In un solo decennio, tra il 1995 e il 2005, sia tra l'uscita di Toy Story e
l'ultimo anno in cui la Pixar mantiene lo status di società indipendente prima
dell'acquisizione da parte della Disney, i prodotti della partnership tra i due studi
generano più di 3 miliardi di dollari al box office mondiale. Tra le ragioni di questo
successo c'è quella che Jay David Bolter e Richard Grusin definiscono la “rimediazione
all'indietro” operata dal cinema d'animazione computerizzato, cioè quel processo
secondo cui un nuovo medium rimodella, rilegge, riformula un medium precedente
che nella fattispecie è rappresentato dal cinema hollywoodiano classico.
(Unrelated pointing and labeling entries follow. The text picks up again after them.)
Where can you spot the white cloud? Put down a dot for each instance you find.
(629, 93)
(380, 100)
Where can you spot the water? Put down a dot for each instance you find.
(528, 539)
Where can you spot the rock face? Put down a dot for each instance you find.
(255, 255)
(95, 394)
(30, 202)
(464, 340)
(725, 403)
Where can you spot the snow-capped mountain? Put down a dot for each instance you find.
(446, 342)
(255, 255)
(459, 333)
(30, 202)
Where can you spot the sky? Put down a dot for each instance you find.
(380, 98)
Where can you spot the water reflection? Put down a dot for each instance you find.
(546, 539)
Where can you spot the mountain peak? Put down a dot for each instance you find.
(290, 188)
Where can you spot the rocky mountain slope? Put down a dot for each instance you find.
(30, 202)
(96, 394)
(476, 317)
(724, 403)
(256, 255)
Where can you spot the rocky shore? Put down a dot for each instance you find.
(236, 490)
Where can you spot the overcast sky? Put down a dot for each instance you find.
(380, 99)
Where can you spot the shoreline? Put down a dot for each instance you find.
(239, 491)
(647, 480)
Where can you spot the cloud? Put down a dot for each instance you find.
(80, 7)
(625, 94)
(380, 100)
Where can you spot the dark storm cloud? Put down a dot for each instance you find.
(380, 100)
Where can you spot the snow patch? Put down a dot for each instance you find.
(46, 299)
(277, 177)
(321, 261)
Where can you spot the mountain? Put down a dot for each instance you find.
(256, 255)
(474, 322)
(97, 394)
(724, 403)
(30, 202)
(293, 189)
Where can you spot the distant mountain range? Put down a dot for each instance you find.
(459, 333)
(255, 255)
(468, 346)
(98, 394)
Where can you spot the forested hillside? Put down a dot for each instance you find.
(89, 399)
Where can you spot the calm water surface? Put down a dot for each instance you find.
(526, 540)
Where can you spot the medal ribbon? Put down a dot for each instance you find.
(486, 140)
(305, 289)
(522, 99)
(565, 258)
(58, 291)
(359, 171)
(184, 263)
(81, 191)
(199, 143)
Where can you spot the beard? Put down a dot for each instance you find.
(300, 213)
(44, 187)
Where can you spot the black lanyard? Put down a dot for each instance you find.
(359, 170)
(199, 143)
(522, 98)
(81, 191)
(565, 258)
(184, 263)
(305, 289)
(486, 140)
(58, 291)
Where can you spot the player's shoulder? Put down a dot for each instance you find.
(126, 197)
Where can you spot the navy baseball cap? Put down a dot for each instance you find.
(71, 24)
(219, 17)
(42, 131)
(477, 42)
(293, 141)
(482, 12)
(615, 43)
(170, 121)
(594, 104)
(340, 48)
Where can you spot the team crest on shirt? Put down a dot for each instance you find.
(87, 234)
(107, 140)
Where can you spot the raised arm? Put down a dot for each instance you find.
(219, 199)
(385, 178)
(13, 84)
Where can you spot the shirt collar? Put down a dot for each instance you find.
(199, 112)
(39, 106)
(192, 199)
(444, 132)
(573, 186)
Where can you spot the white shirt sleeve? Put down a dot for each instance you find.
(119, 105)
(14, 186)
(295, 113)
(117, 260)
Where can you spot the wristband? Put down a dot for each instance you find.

Ciò che si
impone immediatamente all'attenzione di pubblico e critica è la curatissima veste
estetica delle nuove immagini che l'opera (Toy Story) del 1995 suggella come un vero
e proprio standard da cui ogni film creato digitalmente non potrà più prescindere. Per i
padri della Pixar l'idea di base è quella di applicare i principi dell'animazione
tradizionale all’animazione computerizzata 3D. Secondo loro tale regola può essere
applicata anche al campo delle nuove immagini, di fronte alle quali la meraviglia e lo
stupore del pubblico devono procedere sempre di pari passo con il realismo dello
spettacolo offerto. Questo significa costruire una narrazione forte, robusta, controllata
In ogni dettaglio e soprattutto delineare con la massima precisione ed efficacia
l'orizzonte visuale in cui essa dovrà calarsi. Il fotorealismo costituisce in tal senso un
principio fondamentale nella sua qualità di falsificazione informatica non già della
realtà, ma del modo in cui l'occhio umano è stato abituato a riconoscerla e persino a
pensarla da quasi due secoli a questa parte. Lo studio quindi cerca di far passare per
reale l'immagine fotografica con una simulazione del vero. E questo è il bagaglio
culturale che questi uomini di animazione digitale utilizzano per spingersi verso una
dimensione estetica più reale del reale, ossia ad un iperrealismo assoluto e
incontaminato. Essi utilizzano questo software di renderizzazione per configurare una
caricatura di quella stessa realtà collocata a metà strada, secondo la tradizione
Disney, tra naturalismo e illusionismo. Ciò è evidente già dal primo Toy Story, nel
quale gli autori hanno accuratamente progettato gli interni e gli accessori della casa
con elementi dal mondo reale e accentuandone alcuni tratti all'interno della realtà
intensificata dell'animazione. Allo stesso modo per quanto riguarda la morfologia dei
personaggi, la Pixar continua tutto oggi a rispettare la regola dell'amplificazione di
alcuni tratti, come ad esempio gli occhi che devono risultare più grandi del normale
per creare empatia soprattutto nei più piccoli, senza però arrivare a quella
deformazione ai limiti del grottesco ricorrente nell'estetica dei nuovi studi di
animazione contemporanei. Ciò che insomma rende l'estetica della Pixar così unica è
proprio la convergenza di impossibilità e verosomiglianza in un contesto totalmente
integrato che produce una specifica sensazione di magia, rendendo il ricorso al
realismo subordinato al richiamo e alla provocazione dell'immaginazione. I realismo
secondario o di secondo grado che contraddistingue l'estetica della Pixar rappresenta
quindi l'unione dei codici del cinema dal vero con quelli del cartone al fine di
raccontare nel modo più efficace possibile il lato emotivo della realtà, ecco perché la
costruzione visiva delle immagini dei cortometraggi animati si muove come se si
avesse a che fare con una macchina da presa reale, una cinepresa che rispetti le
esigenze narrative, che si limiti al massimo all’esibizionismo dei punti di vista
impossibili e che si comporti costantemente come se fosse un dispositivo reale. In
molti casi si ricreano fedelmente singoli punti di vista, movimenti di macchina presenti
in particolari sequenze di film in live-action dove si addirittura arriva a ribattezzare la
cinepresa virtuale con i nomi dei registi presi a modello. Un esempio si ha nel primo
Toy Story, con il caso della “Branagh-cam”, responsabile del movimento circolare della
cinepresa virtuale intorno al pupazzo cowboy, nel momento della caduta della finestra
dell'amico Buzz Lightyear: ritroviamo questo movimento di macchina particolare infatti
nel film uscito l'anno prima di Kenneth Branagh, “Frankenstein di Mary Shelley”.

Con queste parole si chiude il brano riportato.